Ella mantuvo la mirada puesta en la carretera.

– ¿Qué era?

– Ladrón de joyas.

Entonces sí que le miró. Jack estaba preparado, con su expresión resignada, de debilidad, con una sonrisa bonita.

– ¿Forzaba las puertas de las casas?

– Habitaciones de hotel. Pero nunca forcé ninguna. Usaba una llave.

Hubo un momento de silencio en el coche fúnebre mientras ella pasaba a un camión a ciento diez kilómetros por hora.

– Ladrón de joyas… ¿Quiere decir que sólo robaba joyas?

Otras chicas, con los ojos en blanco, no habían preguntado eso. Se estremecían y le preguntaban si tenía miedo y si alguna vez alguien se había despertado y le había pescado. Contestó:

– Cogía dinero si me tentaba, si estaba allí esperándome.

Y siempre lo estaba.

– ¿Sólo robaba a los ricos?

– No se obtiene ningún beneficio de robar a los pobres. ¿Qué me iba a llevar, sus cartillas de racionamiento?

Ella dijo, sin mirarle:

– Usted nunca ha estado en Centroamérica. Allí sólo se roba a los pobres. Y se les asesina.
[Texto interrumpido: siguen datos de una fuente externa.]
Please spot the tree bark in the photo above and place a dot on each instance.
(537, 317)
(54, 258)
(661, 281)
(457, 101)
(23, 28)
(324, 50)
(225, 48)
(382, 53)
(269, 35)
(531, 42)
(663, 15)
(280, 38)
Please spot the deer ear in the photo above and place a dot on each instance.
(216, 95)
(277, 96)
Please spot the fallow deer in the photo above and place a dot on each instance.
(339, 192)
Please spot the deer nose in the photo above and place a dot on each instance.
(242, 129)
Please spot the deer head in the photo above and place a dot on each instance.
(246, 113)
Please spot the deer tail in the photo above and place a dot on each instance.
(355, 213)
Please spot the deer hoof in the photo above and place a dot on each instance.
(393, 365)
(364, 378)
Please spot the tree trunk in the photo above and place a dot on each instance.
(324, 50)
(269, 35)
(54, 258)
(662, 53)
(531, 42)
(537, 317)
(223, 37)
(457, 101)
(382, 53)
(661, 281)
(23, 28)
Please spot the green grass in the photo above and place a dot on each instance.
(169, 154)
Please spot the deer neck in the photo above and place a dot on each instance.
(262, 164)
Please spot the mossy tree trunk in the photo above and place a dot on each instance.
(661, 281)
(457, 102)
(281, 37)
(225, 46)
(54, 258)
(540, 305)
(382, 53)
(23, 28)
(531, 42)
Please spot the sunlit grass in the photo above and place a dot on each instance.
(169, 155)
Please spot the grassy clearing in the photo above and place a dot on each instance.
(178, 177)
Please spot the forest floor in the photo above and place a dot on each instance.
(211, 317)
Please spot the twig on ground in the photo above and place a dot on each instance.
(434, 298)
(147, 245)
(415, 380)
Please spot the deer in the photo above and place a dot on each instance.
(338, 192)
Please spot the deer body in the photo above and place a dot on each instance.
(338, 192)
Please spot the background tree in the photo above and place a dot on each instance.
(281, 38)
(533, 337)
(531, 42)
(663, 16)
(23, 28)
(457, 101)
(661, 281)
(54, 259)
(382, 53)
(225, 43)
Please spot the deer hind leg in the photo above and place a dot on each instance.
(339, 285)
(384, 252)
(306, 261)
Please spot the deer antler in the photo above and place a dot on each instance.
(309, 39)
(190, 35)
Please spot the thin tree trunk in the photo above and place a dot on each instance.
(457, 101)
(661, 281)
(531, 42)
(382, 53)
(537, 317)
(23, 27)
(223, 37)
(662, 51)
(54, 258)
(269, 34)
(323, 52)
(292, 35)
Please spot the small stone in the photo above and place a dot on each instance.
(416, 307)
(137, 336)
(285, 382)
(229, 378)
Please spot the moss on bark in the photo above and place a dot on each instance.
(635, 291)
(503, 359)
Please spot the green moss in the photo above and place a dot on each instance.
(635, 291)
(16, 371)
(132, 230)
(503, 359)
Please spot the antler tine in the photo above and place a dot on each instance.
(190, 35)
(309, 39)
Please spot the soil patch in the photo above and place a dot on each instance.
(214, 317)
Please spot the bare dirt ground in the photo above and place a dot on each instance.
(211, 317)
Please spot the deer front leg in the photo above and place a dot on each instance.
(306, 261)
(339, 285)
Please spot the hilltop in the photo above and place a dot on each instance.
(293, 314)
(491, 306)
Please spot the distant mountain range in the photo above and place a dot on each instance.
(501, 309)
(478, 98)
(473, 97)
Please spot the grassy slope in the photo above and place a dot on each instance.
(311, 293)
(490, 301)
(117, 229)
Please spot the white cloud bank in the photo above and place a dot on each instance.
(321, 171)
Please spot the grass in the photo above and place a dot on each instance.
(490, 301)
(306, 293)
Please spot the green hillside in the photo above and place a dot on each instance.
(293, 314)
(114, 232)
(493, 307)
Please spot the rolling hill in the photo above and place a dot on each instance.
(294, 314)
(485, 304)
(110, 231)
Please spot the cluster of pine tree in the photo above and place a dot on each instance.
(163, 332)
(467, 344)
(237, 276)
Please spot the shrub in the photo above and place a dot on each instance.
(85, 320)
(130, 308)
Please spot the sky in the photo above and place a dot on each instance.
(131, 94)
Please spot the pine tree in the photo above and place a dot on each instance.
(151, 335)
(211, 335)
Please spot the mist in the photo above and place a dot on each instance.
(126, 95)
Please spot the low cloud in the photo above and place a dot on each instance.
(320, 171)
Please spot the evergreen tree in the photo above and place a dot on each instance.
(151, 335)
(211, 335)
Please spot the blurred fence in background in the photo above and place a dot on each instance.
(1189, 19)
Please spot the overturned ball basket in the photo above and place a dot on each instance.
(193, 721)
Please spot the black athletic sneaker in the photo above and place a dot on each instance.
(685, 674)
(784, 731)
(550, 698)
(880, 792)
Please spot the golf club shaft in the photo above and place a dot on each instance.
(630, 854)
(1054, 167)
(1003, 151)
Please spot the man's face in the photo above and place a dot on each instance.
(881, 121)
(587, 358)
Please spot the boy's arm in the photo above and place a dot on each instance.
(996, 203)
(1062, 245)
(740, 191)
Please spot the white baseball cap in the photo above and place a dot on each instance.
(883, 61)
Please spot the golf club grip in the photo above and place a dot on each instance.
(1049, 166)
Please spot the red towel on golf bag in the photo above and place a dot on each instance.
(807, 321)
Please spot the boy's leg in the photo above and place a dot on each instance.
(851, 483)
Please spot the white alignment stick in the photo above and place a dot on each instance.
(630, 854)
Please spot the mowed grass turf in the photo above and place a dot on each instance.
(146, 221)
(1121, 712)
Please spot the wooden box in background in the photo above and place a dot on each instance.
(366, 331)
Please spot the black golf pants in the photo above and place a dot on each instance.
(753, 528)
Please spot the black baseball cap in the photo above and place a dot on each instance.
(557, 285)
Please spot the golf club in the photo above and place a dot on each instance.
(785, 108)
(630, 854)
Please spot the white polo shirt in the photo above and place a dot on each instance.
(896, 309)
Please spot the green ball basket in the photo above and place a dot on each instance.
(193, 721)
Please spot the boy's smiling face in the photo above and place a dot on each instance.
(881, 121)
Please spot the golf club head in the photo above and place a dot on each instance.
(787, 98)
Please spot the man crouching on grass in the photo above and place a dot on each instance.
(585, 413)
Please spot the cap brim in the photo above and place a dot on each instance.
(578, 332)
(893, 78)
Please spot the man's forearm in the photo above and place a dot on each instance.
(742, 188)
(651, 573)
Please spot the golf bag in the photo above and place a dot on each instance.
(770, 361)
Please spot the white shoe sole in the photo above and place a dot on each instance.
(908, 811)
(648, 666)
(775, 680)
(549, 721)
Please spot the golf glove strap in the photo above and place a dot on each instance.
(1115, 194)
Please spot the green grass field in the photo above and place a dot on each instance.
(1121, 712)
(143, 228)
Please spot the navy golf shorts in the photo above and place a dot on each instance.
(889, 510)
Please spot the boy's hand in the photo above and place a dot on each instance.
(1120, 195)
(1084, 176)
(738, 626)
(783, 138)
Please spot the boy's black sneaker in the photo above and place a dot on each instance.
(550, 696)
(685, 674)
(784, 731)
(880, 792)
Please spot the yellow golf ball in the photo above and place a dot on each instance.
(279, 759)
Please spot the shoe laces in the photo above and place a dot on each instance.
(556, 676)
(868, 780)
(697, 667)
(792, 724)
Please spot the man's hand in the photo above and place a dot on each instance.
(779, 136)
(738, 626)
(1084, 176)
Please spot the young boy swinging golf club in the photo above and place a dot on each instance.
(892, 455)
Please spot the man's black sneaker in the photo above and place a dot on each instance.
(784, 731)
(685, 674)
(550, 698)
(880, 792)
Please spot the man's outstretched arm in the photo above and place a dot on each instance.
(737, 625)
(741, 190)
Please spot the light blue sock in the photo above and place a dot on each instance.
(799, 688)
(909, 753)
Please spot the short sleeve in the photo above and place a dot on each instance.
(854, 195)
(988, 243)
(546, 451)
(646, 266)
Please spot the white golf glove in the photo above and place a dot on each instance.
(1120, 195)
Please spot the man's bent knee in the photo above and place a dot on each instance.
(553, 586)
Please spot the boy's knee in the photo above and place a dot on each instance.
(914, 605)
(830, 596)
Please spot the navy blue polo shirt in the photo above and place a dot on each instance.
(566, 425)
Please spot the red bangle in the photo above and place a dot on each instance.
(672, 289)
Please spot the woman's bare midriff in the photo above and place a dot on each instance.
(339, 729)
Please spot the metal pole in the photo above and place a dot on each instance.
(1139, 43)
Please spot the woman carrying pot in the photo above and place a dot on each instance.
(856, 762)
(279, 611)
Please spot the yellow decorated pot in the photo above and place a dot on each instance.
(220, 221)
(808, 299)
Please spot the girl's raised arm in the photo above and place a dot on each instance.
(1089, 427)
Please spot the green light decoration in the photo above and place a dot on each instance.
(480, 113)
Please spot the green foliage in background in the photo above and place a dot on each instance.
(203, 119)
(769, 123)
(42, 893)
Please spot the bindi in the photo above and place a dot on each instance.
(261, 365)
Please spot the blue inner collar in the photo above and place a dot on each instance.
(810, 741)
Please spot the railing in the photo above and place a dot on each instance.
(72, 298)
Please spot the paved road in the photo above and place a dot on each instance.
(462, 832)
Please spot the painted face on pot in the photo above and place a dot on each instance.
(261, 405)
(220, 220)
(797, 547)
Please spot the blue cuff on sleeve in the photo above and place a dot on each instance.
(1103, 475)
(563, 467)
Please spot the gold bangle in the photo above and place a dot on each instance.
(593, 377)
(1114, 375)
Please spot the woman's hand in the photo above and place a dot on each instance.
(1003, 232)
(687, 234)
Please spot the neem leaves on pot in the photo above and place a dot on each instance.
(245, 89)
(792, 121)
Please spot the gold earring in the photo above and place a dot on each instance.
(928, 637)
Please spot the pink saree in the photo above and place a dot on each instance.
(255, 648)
Eso le detuvo, hasta que pensó en decir:

– ¿Cuánto tiempo ha estado allí?

– Casi nueve años, sin contar un par de viajes que hice a Estados Unidos, a Carville, para preparar seminarios. No hay otro lugar como ése. Si su propósito en la vida es cuidar leprosos, y eso es lo que hacen las Hermanas de San Francisco, entonces uno tiene que ir a Carville cada varios años, para mantenerse enterado de las posibles novedades.

– ¿Las Hermanas de San Francisco?

– Hay un montón de órdenes que se acogen bajo su nombre, por el carisma que tenía ese hombre. Quizás estuviera un poco loco también, pero no importa. Esta orden es la de las Hermanas de San Francisco del Estigma.